With a spate of big-ticket sales, the apartment market is rumbling out of the economic chasm that captured transactions nationwide over the past two years. In Phoenix, for example, a 629-unit apartment complex sold earlier this month for $45.5 million.
Continental Realty Advisors, a multifamily property owner based in Denver, bought The Canyons Luxury Apartment Community and plans to invest nearly $2 million in renovating the apartments over the next two years.
The apartment owner had sold its holdings in the Phoenix market in early 2007 and is glad to return, says David Snyder, chairman of Continental Realty Advisors.
“Continental’s greatest asset in the current market is the ability to close on an all-cash basis within very quick time limitations,” adds Jason Rosa, director of research at Continental Realty Advisors.
Nationwide, in the first half of 2010, $11.6 billion in multifamily property transactions were recorded, significantly higher than the $7.7 billion total registered in the first half of 2009, according to preliminary figures from Bethesda, Md.-based research firm CoStar.
That amount is expected to rise as more transactions are counted, the company notes. However, the 2010 volume is still projected to be 74% lower than in 2007, according to CoStar.
The nation’s hottest market for transactions is Washington, D.C., says Ari Firoozabadi, vice president of investments for Marcus & Millichap Real Estate Investment Services.
“We have closed more apartment transactions going into July of 2010 than we did in all of 2009. So I expect the number of transactions to triple this year.” His group, based in Washington, closed two multifamily property deals for $7 million and $2 million. However, planned renovations bring the total investment to near $20 million for both deals, he says.
Firoozabadi recently listed a 159-unit apartment complex in Greensboro, N.C., Lake’s Edge Apartment Homes, priced at $4.2 million. Located near Guilford College, the complex’s listing has already drawn 23 responses from potential buyers, although no offers have been made, says Firoozabadi. “I think it’ll take us around 45 days to effectively market the property,” he adds.
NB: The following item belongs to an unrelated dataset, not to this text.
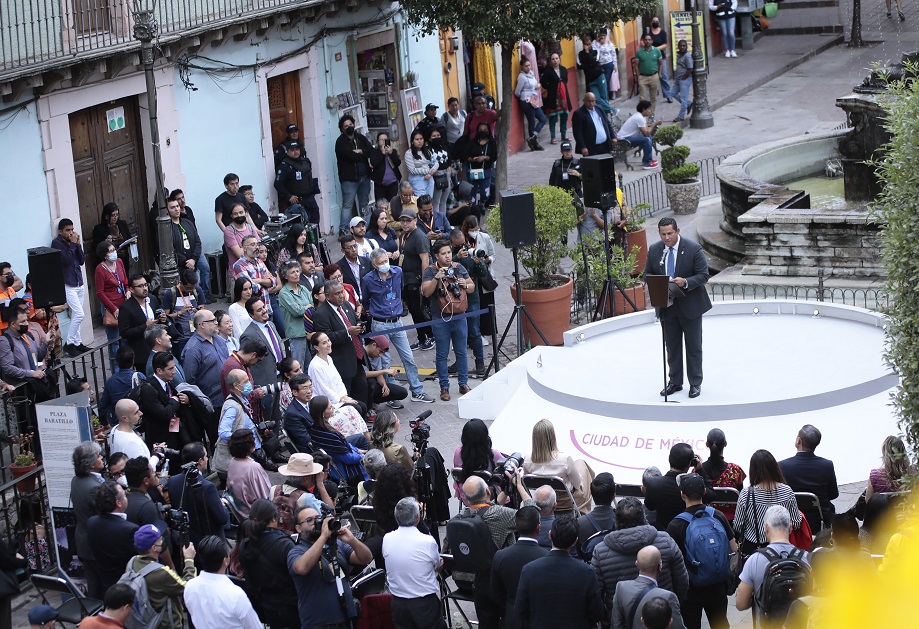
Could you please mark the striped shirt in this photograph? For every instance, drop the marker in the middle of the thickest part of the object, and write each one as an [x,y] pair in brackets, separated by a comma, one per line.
[751,511]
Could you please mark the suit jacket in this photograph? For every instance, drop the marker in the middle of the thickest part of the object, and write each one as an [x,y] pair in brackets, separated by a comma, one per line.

“The market has improved over the last 180 days,” Firoozabadi says. “We’re seeing larger deals getting done this year because the pension funds and the insurance companies are back in the market. They’ve got equity and they’re putting it to work.”
After the long period when few deals were done, the market is abuzz with pent-up demand, he says. “What I’m hearing from investors is that there is another 12 months of buying opportunities.” The market is improving to such an extent that the best deals may evaporate in a year, he explains.
The Phoenix sale involving Continental Realty Advisors is another sign showing the market’s steadily improving health, says Firoozabadi. “Phoenix got hurt pretty badly with the downturn of the economy. Now, you’re seeing investors moving into markets like Phoenix.”
The transactions are a good sign, he says. “When there’s activity it’s healthy. If it’s transacting, it’s health.”